New Hampshire Route 101A (abbreviated NH 101A) is a 13.819 mi east–west highway in Hillsborough County, New Hampshire, connecting Milford and Nashua. It also runs through Merrimack and Amherst and very briefly touches Hollis.

The western terminus of NH 101A is in western Milford at the intersection with NH 101. The eastern terminus is in the center of Nashua, when it meets New Hampshire Route 111 at the Merrimack River. Most of it is two lanes in each direction, sometimes with a central turning lane.

Route 101A is quite busy by southern New Hampshire standards, with traffic ranging from 26,000 vehicles per weekday in Nashua to 9,000 in western Milford.

The road carries a number of names. In Milford it is Elm Street and then Nashua Street; in Amherst and Merrimack it is the Milford Road or, more commonly, just 101A; in Nashua it is Amherst Street. There is some confusion over the eastern terminus; Google Maps shows the route continuing to the Taylor Falls Bridge and ending at the bridge, while the official New Hampshire route map shows the route ending at the eastern terminus of Amherst Street, where it meets Main Street and Concord Street. Local signage also stops at the end of Amherst Street.

===New Hampshire Route 101B===
New Hampshire Route 101B was a designation once held by two separate state highways in New Hampshire. Although the two segments did not directly connect, they were linked at the time by their parent route, New Hampshire Route 101.

====Western segment====

The western segment of NH 101B was a roughly 8.5 mi east–west road in the Manchester area. The western terminus of the route was at U.S. Route 3 and New Hampshire Route 28 in Hooksett, the current western terminus of New Hampshire Route 27. The eastern terminus was at NH 101 near Candia.

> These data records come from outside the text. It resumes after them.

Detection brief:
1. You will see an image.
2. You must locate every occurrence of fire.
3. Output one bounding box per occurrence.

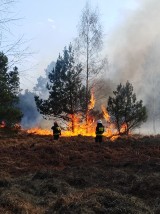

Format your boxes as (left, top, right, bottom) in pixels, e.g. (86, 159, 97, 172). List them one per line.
(88, 92, 95, 110)
(63, 114, 95, 137)
(101, 105, 110, 123)
(101, 106, 118, 140)
(26, 92, 96, 137)
(63, 92, 96, 136)
(27, 127, 52, 135)
(0, 121, 5, 128)
(26, 93, 129, 140)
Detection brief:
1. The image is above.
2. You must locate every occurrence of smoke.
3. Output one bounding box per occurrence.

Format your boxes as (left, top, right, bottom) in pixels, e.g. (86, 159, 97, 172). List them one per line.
(105, 0, 160, 134)
(34, 61, 55, 98)
(19, 0, 160, 134)
(19, 90, 42, 128)
(19, 61, 55, 129)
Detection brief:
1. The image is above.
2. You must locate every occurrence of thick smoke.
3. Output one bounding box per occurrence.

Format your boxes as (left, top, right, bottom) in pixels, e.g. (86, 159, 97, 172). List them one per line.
(105, 0, 160, 134)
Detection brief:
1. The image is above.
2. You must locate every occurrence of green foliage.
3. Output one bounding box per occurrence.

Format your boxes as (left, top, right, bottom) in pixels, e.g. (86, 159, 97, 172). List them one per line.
(0, 52, 22, 128)
(107, 81, 147, 135)
(35, 44, 87, 121)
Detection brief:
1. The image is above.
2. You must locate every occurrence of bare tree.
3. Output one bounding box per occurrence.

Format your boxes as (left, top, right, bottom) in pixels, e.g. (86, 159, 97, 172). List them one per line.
(75, 2, 106, 128)
(0, 0, 31, 68)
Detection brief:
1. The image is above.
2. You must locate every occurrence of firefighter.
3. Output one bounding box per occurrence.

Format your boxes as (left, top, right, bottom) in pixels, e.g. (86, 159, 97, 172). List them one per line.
(95, 120, 104, 143)
(51, 122, 61, 140)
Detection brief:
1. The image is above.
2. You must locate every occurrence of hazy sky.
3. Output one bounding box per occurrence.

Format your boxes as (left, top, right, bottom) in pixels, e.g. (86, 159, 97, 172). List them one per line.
(6, 0, 140, 90)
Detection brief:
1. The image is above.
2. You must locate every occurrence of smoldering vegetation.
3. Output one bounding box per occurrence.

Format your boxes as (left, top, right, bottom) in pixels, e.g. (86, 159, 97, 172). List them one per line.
(0, 133, 159, 213)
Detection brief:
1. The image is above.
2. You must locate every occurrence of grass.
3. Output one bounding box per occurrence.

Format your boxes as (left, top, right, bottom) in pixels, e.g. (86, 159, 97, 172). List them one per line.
(0, 133, 159, 213)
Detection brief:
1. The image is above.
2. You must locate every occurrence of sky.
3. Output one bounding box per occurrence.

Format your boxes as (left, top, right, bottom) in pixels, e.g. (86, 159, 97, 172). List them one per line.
(4, 0, 140, 90)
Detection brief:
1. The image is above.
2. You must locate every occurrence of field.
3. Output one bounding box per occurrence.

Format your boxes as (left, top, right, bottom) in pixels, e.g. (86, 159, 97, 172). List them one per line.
(0, 133, 159, 213)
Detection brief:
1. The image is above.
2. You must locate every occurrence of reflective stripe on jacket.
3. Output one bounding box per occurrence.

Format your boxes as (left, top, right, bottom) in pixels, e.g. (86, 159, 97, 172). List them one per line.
(96, 126, 104, 135)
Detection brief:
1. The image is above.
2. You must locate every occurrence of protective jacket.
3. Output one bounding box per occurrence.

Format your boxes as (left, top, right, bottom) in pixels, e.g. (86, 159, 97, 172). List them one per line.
(96, 124, 104, 135)
(51, 125, 61, 135)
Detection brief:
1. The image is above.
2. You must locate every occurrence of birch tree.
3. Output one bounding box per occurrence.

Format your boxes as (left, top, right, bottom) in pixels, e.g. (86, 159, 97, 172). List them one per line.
(75, 2, 106, 127)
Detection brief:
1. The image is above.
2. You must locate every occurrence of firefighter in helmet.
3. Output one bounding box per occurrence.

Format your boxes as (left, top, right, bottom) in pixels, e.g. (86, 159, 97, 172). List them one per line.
(95, 120, 104, 143)
(51, 122, 61, 140)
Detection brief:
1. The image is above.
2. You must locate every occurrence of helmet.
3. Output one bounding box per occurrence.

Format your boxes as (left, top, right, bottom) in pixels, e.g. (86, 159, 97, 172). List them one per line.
(97, 120, 102, 124)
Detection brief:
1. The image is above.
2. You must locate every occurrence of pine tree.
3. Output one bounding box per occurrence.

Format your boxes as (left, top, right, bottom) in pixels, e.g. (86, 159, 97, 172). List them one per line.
(35, 44, 86, 132)
(0, 52, 22, 128)
(107, 81, 147, 135)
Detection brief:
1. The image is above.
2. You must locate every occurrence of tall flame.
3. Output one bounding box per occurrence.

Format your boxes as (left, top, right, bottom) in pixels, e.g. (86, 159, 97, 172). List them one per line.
(88, 92, 95, 110)
(27, 92, 96, 137)
(63, 91, 96, 136)
(101, 105, 110, 123)
(26, 92, 130, 140)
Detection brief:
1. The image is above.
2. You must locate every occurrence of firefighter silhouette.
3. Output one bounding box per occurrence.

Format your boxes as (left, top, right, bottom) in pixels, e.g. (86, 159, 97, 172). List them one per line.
(95, 120, 104, 143)
(51, 122, 61, 140)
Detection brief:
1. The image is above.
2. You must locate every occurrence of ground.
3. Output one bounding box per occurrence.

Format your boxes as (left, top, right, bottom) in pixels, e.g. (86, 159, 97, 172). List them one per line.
(0, 132, 159, 213)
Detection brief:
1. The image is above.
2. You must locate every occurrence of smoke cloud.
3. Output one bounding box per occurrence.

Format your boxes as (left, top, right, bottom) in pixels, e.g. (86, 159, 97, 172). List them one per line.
(105, 0, 160, 134)
(19, 62, 55, 129)
(19, 0, 160, 134)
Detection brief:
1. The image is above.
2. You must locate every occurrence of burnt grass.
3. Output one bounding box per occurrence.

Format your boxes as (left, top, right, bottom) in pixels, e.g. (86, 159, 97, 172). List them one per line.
(0, 133, 159, 213)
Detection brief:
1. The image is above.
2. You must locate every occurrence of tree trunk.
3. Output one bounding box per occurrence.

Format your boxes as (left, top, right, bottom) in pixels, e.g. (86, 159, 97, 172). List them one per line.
(85, 34, 89, 134)
(71, 114, 75, 133)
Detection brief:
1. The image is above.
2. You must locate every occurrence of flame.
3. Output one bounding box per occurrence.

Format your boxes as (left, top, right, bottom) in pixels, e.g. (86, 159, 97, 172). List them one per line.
(120, 123, 127, 133)
(27, 127, 52, 135)
(101, 105, 128, 140)
(0, 121, 5, 128)
(63, 113, 95, 137)
(101, 105, 110, 123)
(26, 93, 130, 140)
(27, 92, 96, 137)
(88, 92, 95, 110)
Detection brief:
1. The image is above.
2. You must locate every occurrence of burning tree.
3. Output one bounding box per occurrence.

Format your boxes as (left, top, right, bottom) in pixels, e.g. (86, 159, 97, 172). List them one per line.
(35, 44, 88, 133)
(0, 52, 22, 128)
(107, 81, 147, 135)
(75, 2, 106, 127)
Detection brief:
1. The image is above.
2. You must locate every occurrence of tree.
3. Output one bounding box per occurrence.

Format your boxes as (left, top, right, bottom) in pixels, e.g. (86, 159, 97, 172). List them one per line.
(35, 44, 86, 132)
(0, 0, 28, 66)
(75, 2, 105, 126)
(0, 52, 22, 128)
(107, 81, 147, 135)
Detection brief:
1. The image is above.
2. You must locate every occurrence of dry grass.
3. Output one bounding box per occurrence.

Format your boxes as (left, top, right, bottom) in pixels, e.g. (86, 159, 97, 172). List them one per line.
(0, 133, 159, 213)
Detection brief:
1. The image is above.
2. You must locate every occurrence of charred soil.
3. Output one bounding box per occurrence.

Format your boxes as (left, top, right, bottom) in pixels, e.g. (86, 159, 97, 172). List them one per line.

All of the western segment of NH 101B was renumbered NH 27 at an unknown time.

====Eastern segment====

The eastern segment of NH 101B was a short east–west road in downtown Portsmouth. The western terminus was at the intersection of Islington Street and Middle Road, where NH 101, which followed the present alignment of New Hampshire Route 33 into Portsmouth, departed the routing of NH 33 and followed Islington Street to U.S. Route 1. NH 101B continued east on Middle Road and South Street, following the modern alignment of NH 33 to the present eastern terminus of NH 33 at US 1. At US 1, NH 101B continued east on South Street, running along the local street to its eastern terminus at New Hampshire Route 1B.

Prior to 1971, NH 101B from Islington Street east to US 1 became NH 101 while Islington Street and the portion of NH101B east of US 1 reverted to city maintenance. This section of NH 101 was renumbered to NH 33 in 1994.

===New Hampshire Route 101C===

New Hampshire Route 101C ran from NH 108 east along what is now NH 27 to NH 1A in Hampton Beach.

===New Hampshire Route 101D===

The portion of NH 111 between New Hampshire Route 27 in Hampton and NH 1A in Hampton Beach was once designated New Hampshire Route 101D.

===New Hampshire Route 101E===

New Hampshire Route 101E is a short stretch of urban road 2.357 mi in length in Hampton. This road connects Lafayette Road (U.S. Route 1) with Ocean Boulevard (New Hampshire Route 1A). NH 101E is locally named Winnacunnet Road. Despite its name, this highway has never connected with NH 101 or any of its spurs. The entire route is maintained by the town of Hampton.

Guide signs exist at the eastern terminus at NH 1A, but along the road itself, there is no signage to indicate the route's number. It is not known as Route 101E to local residents, who call it Winnacunnet Road.